Perhaps you should instead update on the fact that the experts in the field clearly are not reckless morons whom could be corrected by ignorant outsiders, in case of biochemistry, and probably, in case of CS as well.
I think we are justified, as a society, in taking biological risks much more seriously than computational risks.
My sense is that in practice, programming is much simpler than biochemistry. With software, we typically are working within a completely designed environment, and one designed to be easy for humans to reason about. We can do correctness proofs for software, we can’t do anything like it for biology.
Programs basically stay put the way they are created; organisms don’t. For practical purposes, software never evolves; we don’t have a measurable rate of bit-flip errors or the like resulting in working-but-strange programs. (And we have good theoretical reasons to believe this will remain true.)

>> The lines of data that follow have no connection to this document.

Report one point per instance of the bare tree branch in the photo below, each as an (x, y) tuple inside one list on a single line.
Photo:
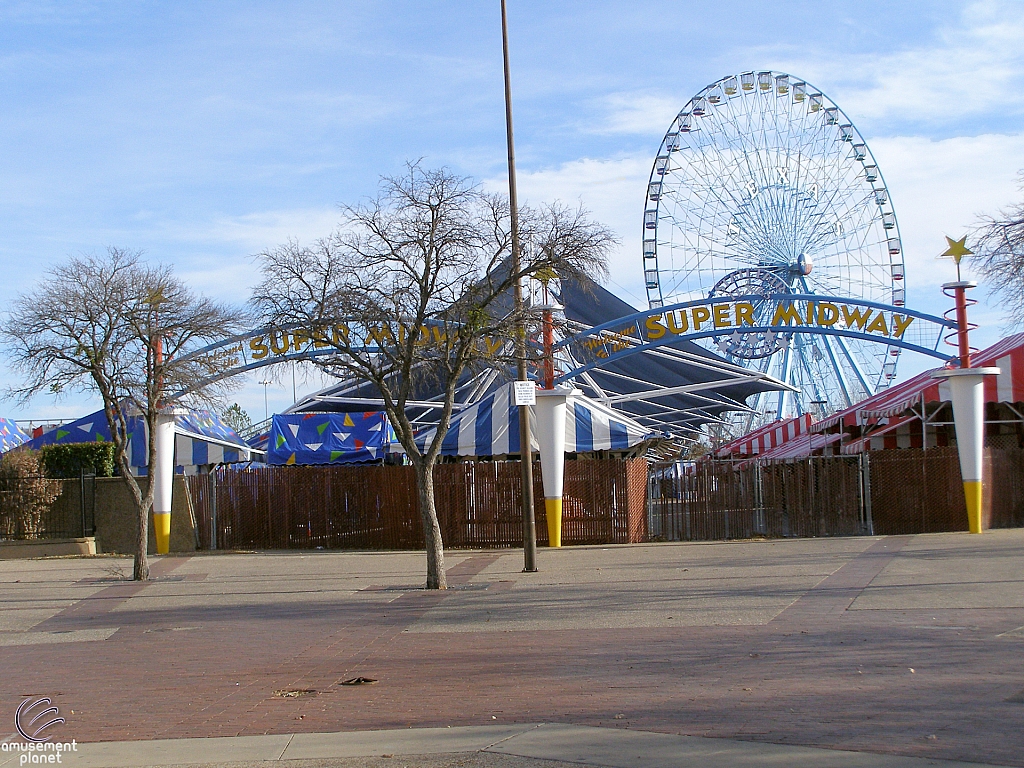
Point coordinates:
[(123, 329), (998, 245), (419, 282)]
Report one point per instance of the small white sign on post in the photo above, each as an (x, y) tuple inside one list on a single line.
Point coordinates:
[(524, 392)]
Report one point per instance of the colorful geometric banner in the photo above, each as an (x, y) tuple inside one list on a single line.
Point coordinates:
[(328, 438)]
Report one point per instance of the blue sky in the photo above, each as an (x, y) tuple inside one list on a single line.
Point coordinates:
[(204, 132)]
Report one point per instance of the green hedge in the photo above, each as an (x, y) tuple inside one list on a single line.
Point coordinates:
[(68, 460)]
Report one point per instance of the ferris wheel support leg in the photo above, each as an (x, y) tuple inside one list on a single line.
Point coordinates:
[(855, 366), (786, 375), (844, 385), (550, 411)]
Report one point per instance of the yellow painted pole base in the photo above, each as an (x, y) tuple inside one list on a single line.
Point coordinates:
[(972, 492), (553, 511), (162, 527)]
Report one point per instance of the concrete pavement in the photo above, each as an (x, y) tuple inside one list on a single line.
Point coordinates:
[(544, 745), (878, 647)]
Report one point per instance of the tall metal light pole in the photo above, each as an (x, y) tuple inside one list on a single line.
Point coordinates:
[(526, 458)]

If a virulent disease does break loose, we have a hard time countering it, because we can’t re-engineer our bodies. But we routinely patch deployed computer systems to make them resistant to particular instances of malware. The cost of a piece of experimental malware getting loose is very much smaller than with a disease.
the entire point of researching self improving AI is to move programs from the world of software that stays put the way it’s created, never evolving, into a world we don’t directly control.
Yes. I think the skeptics don’t take self-improving AI very seriously. Self-modifying programs in general are too hard to engineer, except in very narrow specialized way. A self-modifying program that rapidly achieves across-the-board superhuman ability seems like a fairy tale, not a serious engineering concern.
If there were an example of a program that self-improves in any nontrivial way at all, people might take this concern more seriously.
While Ebola outbreaks in New York haven’t happened, Ebola is a real disease where we know exactly what it would do if there were an outbreak in New York. In all these cases we have a pretty good handle of what the diseases would do, and we’ve seen extreme examples of diseases in history, such as the Black Death wiping out much of Europe. That does seem like a distinct issue where no one has seen any form of serious danger from AI in the historical or present-day world.
http://en.wikipedia.org/wiki/Stuxnet
If anything that’s underlies it even more- in the small sample we do have in this case things haven’t done much damage except for the narrow bit of damage they were programmed to do. So the essential point that we haven’t seen any serious danger from AI seems valid. (Although there’s been some work on making automated exploit searchers which conceivably attached to something like Stuxnet with a more malevolent goal set could be quite nasty.)